I don’t know what say DL, goblins are evil and are raised in an evil and vicious society, goblins who were banished from tribes can change alignments, but this is not the case, this is a cruel and wicked campaign, focused on the evil acts of goblins, that is the only way a goblin can survive in the hostile environment – To be evil.


----------



## Rhun (Oct 23, 2007)

Strahd_Von_Zarovich said:
			
		

> Rhun – Goblin Druid ?




Correct; I should have Nerrak Spleenbiter posted up by the weekend. He'll also be a wolf rider, but only because his animal companion is a wolf. 
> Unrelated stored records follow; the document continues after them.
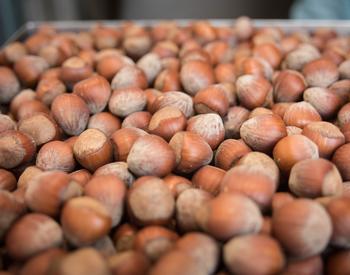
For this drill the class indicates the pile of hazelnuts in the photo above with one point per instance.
(173, 149)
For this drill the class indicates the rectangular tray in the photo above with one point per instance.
(340, 26)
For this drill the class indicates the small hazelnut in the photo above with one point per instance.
(56, 155)
(154, 241)
(95, 91)
(325, 135)
(84, 220)
(208, 178)
(212, 216)
(110, 191)
(47, 192)
(267, 254)
(31, 234)
(150, 202)
(71, 113)
(292, 149)
(303, 227)
(166, 122)
(196, 75)
(15, 148)
(105, 122)
(151, 155)
(320, 72)
(262, 132)
(93, 149)
(127, 101)
(191, 151)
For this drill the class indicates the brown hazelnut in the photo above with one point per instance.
(341, 160)
(166, 122)
(191, 151)
(71, 113)
(253, 91)
(303, 227)
(31, 234)
(292, 149)
(187, 205)
(105, 122)
(47, 192)
(84, 220)
(150, 202)
(154, 241)
(56, 155)
(199, 70)
(9, 85)
(151, 155)
(15, 148)
(320, 72)
(95, 91)
(93, 149)
(110, 191)
(262, 132)
(126, 101)
(267, 252)
(325, 135)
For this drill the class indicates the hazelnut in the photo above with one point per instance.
(127, 101)
(154, 241)
(139, 120)
(31, 234)
(15, 148)
(73, 70)
(56, 155)
(179, 100)
(208, 178)
(151, 155)
(300, 114)
(262, 132)
(9, 85)
(84, 220)
(267, 252)
(199, 71)
(29, 68)
(341, 160)
(289, 85)
(71, 113)
(47, 192)
(325, 135)
(187, 205)
(150, 202)
(326, 102)
(93, 149)
(233, 121)
(118, 169)
(129, 263)
(212, 216)
(110, 191)
(41, 127)
(123, 140)
(253, 91)
(320, 72)
(211, 99)
(292, 149)
(303, 227)
(314, 178)
(129, 77)
(95, 91)
(105, 122)
(191, 151)
(166, 122)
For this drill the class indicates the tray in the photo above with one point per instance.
(340, 26)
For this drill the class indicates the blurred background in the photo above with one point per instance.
(14, 13)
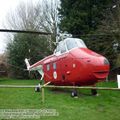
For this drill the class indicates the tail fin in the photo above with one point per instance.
(27, 64)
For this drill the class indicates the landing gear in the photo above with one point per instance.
(74, 94)
(37, 88)
(94, 92)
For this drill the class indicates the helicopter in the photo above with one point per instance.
(72, 64)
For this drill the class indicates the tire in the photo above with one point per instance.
(74, 93)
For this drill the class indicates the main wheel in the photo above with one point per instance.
(94, 92)
(74, 93)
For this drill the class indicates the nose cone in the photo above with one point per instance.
(101, 68)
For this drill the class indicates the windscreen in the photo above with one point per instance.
(74, 42)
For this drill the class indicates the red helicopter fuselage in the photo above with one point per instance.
(74, 65)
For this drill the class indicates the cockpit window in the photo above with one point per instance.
(80, 43)
(60, 47)
(72, 43)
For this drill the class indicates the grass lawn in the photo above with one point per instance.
(106, 106)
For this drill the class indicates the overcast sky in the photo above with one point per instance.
(5, 7)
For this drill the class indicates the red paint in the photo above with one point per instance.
(79, 66)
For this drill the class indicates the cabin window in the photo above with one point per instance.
(54, 66)
(48, 67)
(71, 43)
(62, 47)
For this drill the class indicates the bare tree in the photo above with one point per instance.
(41, 16)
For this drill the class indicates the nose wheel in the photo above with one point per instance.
(94, 92)
(74, 93)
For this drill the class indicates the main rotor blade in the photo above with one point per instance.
(25, 31)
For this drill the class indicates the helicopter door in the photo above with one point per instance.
(62, 58)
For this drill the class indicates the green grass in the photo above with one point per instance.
(106, 106)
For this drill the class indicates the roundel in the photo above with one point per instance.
(55, 75)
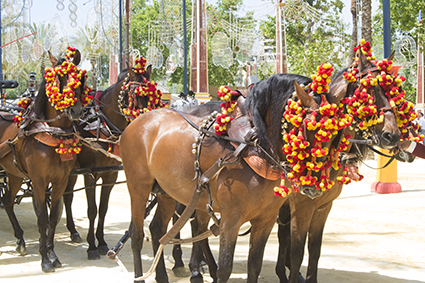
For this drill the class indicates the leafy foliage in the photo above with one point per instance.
(309, 45)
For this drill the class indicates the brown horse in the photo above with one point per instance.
(157, 148)
(302, 215)
(30, 156)
(107, 118)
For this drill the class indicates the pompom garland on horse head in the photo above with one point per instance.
(362, 104)
(227, 107)
(66, 98)
(134, 89)
(307, 119)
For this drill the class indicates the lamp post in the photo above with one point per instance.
(32, 83)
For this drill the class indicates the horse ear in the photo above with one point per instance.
(337, 90)
(52, 58)
(391, 57)
(77, 57)
(130, 71)
(306, 100)
(364, 64)
(148, 73)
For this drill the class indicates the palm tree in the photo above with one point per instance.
(367, 20)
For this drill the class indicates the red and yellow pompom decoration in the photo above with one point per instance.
(140, 65)
(366, 48)
(146, 89)
(68, 146)
(227, 107)
(321, 78)
(23, 103)
(303, 155)
(362, 104)
(66, 98)
(402, 108)
(70, 52)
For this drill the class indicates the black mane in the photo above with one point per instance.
(41, 98)
(266, 101)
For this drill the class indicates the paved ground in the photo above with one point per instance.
(368, 238)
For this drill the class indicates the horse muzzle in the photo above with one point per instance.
(75, 113)
(310, 191)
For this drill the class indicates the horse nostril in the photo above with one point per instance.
(388, 136)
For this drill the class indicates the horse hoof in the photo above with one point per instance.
(301, 278)
(56, 263)
(196, 280)
(47, 267)
(103, 250)
(93, 255)
(21, 249)
(75, 238)
(181, 272)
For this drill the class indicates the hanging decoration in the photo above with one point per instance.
(146, 89)
(362, 105)
(66, 98)
(302, 155)
(227, 107)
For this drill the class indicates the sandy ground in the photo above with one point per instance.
(368, 238)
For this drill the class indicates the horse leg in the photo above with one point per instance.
(201, 249)
(8, 201)
(39, 192)
(67, 200)
(260, 231)
(158, 227)
(89, 182)
(58, 189)
(103, 208)
(228, 235)
(284, 238)
(178, 268)
(315, 241)
(300, 223)
(138, 200)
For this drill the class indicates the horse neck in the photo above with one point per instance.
(110, 108)
(52, 114)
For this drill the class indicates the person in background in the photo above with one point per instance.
(415, 148)
(421, 123)
(192, 100)
(182, 104)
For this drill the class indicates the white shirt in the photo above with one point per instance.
(192, 102)
(422, 123)
(181, 104)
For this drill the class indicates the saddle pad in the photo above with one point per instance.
(4, 149)
(262, 167)
(98, 95)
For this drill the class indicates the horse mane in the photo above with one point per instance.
(41, 99)
(266, 102)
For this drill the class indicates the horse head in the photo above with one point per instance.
(65, 87)
(139, 94)
(323, 129)
(374, 117)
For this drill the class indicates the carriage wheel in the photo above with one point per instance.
(48, 200)
(3, 185)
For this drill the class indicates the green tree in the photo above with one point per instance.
(404, 21)
(309, 44)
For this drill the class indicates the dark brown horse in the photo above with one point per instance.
(31, 157)
(302, 215)
(157, 148)
(106, 121)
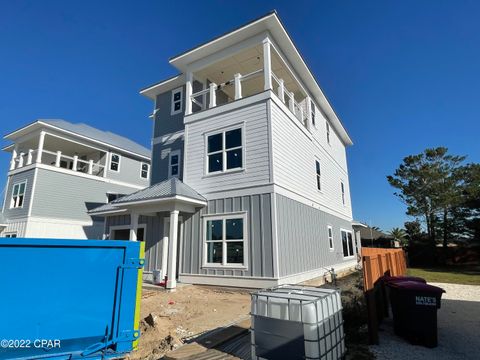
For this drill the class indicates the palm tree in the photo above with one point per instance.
(399, 235)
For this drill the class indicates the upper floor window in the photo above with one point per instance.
(177, 96)
(225, 151)
(144, 170)
(328, 132)
(115, 162)
(174, 164)
(330, 237)
(225, 240)
(18, 195)
(319, 178)
(347, 243)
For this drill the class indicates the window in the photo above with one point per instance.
(225, 151)
(328, 132)
(144, 170)
(347, 243)
(330, 237)
(177, 96)
(319, 179)
(18, 195)
(174, 164)
(115, 162)
(225, 241)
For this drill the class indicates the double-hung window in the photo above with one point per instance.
(174, 164)
(225, 240)
(177, 96)
(144, 170)
(18, 195)
(347, 243)
(330, 237)
(319, 175)
(225, 151)
(115, 162)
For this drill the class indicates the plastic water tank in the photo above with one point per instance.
(297, 322)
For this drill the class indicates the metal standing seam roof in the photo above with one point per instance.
(99, 135)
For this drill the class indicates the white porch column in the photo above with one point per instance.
(172, 251)
(238, 86)
(133, 226)
(267, 64)
(41, 141)
(14, 159)
(188, 93)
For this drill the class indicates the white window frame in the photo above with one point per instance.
(224, 264)
(111, 161)
(173, 153)
(348, 248)
(14, 203)
(223, 131)
(141, 170)
(331, 244)
(172, 102)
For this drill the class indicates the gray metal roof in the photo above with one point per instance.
(99, 135)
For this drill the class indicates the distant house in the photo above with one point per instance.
(59, 171)
(250, 183)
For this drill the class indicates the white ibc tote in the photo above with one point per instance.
(297, 322)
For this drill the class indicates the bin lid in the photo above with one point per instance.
(416, 286)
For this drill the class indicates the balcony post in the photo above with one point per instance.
(13, 162)
(90, 167)
(281, 90)
(29, 156)
(267, 64)
(213, 95)
(188, 93)
(41, 141)
(238, 86)
(58, 158)
(75, 162)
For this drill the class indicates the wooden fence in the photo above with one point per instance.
(378, 262)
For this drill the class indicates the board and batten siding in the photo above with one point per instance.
(294, 155)
(303, 237)
(260, 239)
(256, 153)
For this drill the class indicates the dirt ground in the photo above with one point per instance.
(169, 318)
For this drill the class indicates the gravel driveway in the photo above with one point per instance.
(458, 329)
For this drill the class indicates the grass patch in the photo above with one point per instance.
(452, 275)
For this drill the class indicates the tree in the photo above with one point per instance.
(399, 235)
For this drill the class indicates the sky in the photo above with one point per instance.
(401, 75)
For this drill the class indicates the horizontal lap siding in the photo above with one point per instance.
(303, 238)
(294, 165)
(256, 160)
(260, 251)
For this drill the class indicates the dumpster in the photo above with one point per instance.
(296, 322)
(69, 299)
(414, 307)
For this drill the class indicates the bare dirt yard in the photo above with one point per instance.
(169, 318)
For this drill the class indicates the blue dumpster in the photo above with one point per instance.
(69, 299)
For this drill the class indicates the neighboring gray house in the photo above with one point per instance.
(59, 171)
(250, 184)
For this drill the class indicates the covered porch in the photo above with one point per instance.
(155, 215)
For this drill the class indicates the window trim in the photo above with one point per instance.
(353, 248)
(172, 153)
(172, 102)
(223, 131)
(12, 202)
(331, 243)
(224, 217)
(110, 162)
(141, 170)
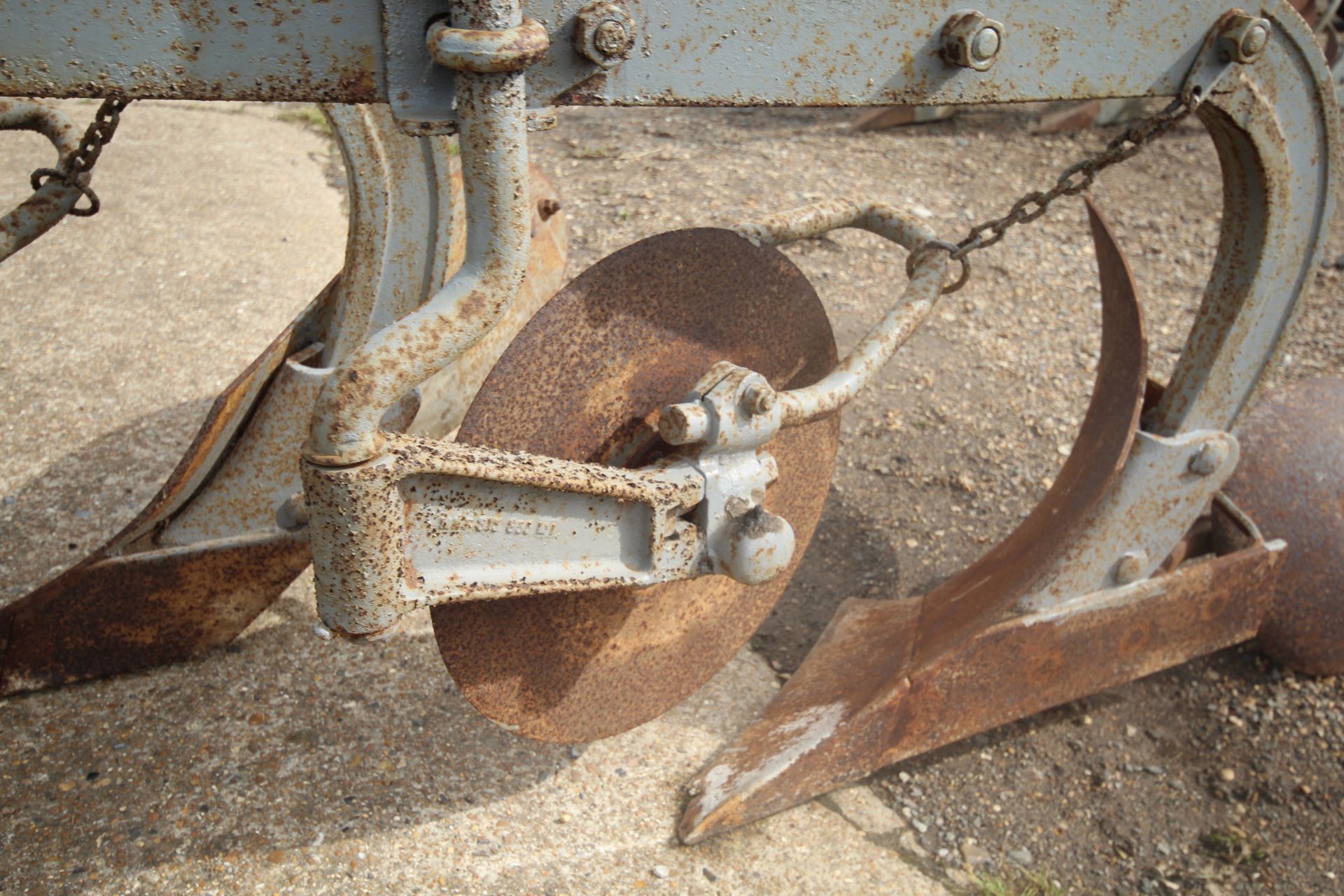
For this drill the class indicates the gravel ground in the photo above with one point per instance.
(1126, 792)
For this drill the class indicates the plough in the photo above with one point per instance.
(600, 491)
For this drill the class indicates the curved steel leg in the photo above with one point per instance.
(226, 535)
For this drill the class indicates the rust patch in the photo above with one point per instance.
(582, 382)
(819, 735)
(1289, 482)
(118, 614)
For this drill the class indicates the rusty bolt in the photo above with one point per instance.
(758, 399)
(1132, 567)
(1209, 458)
(1243, 38)
(683, 424)
(972, 41)
(604, 33)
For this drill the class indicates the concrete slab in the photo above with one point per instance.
(288, 764)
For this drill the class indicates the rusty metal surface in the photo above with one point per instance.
(487, 50)
(120, 614)
(819, 726)
(808, 743)
(192, 50)
(436, 522)
(1277, 132)
(210, 551)
(987, 589)
(715, 52)
(1291, 482)
(447, 396)
(491, 117)
(585, 382)
(924, 288)
(54, 199)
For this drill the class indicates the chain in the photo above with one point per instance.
(76, 167)
(1074, 181)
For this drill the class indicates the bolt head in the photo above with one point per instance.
(612, 39)
(972, 41)
(758, 399)
(1254, 41)
(683, 424)
(1132, 567)
(986, 46)
(1243, 38)
(604, 33)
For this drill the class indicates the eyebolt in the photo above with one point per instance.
(972, 41)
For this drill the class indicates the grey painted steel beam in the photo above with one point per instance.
(737, 52)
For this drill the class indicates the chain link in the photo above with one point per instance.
(74, 168)
(1074, 181)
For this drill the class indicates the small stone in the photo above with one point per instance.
(974, 855)
(910, 843)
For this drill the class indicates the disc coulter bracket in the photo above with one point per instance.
(433, 522)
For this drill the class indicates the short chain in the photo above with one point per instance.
(76, 167)
(1074, 181)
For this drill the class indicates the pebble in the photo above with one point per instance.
(974, 855)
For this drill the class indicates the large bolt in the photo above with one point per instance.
(760, 548)
(1243, 38)
(604, 33)
(972, 41)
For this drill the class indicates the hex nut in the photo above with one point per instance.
(604, 34)
(1243, 38)
(972, 41)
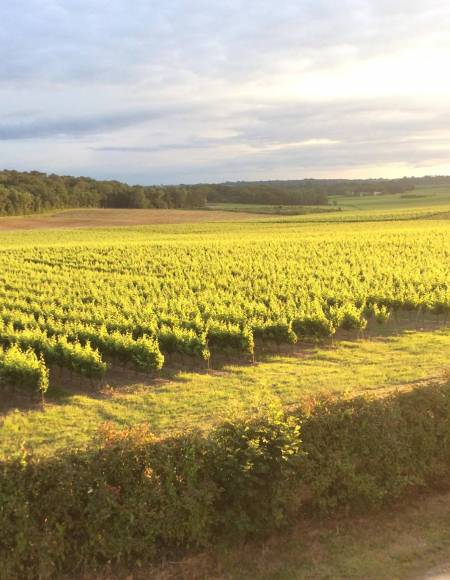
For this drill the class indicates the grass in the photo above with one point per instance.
(412, 542)
(184, 399)
(272, 209)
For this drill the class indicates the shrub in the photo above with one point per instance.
(133, 497)
(19, 368)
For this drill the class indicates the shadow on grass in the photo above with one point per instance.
(66, 385)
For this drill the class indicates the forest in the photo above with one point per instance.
(35, 192)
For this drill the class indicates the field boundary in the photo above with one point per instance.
(135, 497)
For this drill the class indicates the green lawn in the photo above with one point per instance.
(409, 543)
(181, 399)
(417, 198)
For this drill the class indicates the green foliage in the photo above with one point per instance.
(25, 369)
(135, 298)
(133, 498)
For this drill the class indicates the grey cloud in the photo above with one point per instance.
(78, 126)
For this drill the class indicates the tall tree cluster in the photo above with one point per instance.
(33, 192)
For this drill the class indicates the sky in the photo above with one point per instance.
(173, 91)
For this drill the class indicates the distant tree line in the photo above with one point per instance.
(33, 192)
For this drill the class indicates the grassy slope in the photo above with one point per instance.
(185, 399)
(411, 543)
(419, 201)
PC is mostly complete. Need to finish his equipment and pick a feat. Strahd, I'm going to hold off on the hole Greenbound SUmmoning for now, since it isn't much use at low levels (summoning times are to short to take advantage). If we progress in level, I'll bring it up again when we hit Level 3 or Level 6. 


"Black as midnight, black as pitch, blacker than the foulest witch."

*Nerrak Spleenbiter*
*Neutral Evil Goblin Druid 2*
*Experience: 1000 (?)*

[sblock=FLUFF]
APPEARANCE
Nerrak is tall for a goblin, and has a wiry, athletic build. Nerrak’s eyes are a yellow-green,  similar to a cat's eyes. His skin is dark, a sort of mottled blackish-grey in color. His features are typically hideous, at least to most humanoids: long, sharp jawline, jagged teeth, long hooked nose. He generally dresses in studded leather armor, over which he wears warm furs to protect against the chill of the wilderness. Nerrak wears several pieces of jewelry fashioned out of odd bits of bone, wood and rock: bracelets, necklaces, earrings and the like.

BACKGROUND
The story around the tribe is that Nerrak had been abandoned in the wilderness as a youngling. While being taught the ways of the hunt by several adult goblins, the hunting party had stumbled upon a dire bear. Od course, the goblin arrows had done little more than anger the beast. During the ensuing route, the adults had left Nerrak behind to buy time to cover their escape. Somehow, the young Nerrak managed to calm the beast, and then miraculously survived the long and dangerous trek back to the goblin camp alone.

It was at this point that Nerrak found that he had the ability to commune with the earth and the creatures of the land. Although his powers are still weak, they are growing as he learns to control those forces. He can already use his connection with the earth to heal minor wounds, to conjure fire, and even summon animals to serve him. These abilities have elevated him to a level of esteem in the Yar-Gock tribe, and Nerrack has found a place among the witchdoctors. 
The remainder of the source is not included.